Like anything, too much of a good thing can be bad.  Even LandRovers.

And yet like children this never seems to make sense until after the deed is done.  Until after we’ve eaten the whole thing and become violently, wretchedly ill.  I think my experience into 101’s was a bit like this.  Something wonderful gone horrible wrong but once you’re your in.  Ever eaten a whole pint of Ben and Jerry’s?  The last bike never tastes like the first.  It was lesson.  A Story with a moral.

It’s not that the vehicle was a 101.  A 101 is just another LandRover.  As I have said before it is the LandRover of LandRovers.  It’s that my 101 was my first entrance into big money LandRover collecting.  Contrary to appearance, Da and I are not “collectors.”  Yes, we own more than a few but really we are addicts with a problem.  Each day we spend trying to suppress our compulsions to buy any and all LandRovers with money we don’t have.  We are getting better and yet we are never cured.  We go for years but then fall off the wagon again.  Da is better than I but… but I was going to do it!  This time!
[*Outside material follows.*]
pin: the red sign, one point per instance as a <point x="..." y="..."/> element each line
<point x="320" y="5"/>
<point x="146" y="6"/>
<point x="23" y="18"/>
Own the Expedition LandRover.  A great one.  The great one but it would cost…  And it did.

If I have learned anything about LandRovers since my 1986 introduction its that all LandRovers symbolize a something terrible powerful to their owners.  A “dream” burned deep into the cores of their psychics.  A dream human compulsions. A dream of adventure. A dream of doing more, being greater, traveling farther etc.  The problem is that LandRovers can be a fabulous procrastination tools at this if necessary and especially if the pocket book is light.  But money is just an excuse.  The 101 taught me that it is not about the vehicle or its worthiness -- it’s about you the owner.  It’s about throwing yourself head long into a dream without letting the consequences get you.  No compromises and even more importantly no regrets.  The Dream must be that important. 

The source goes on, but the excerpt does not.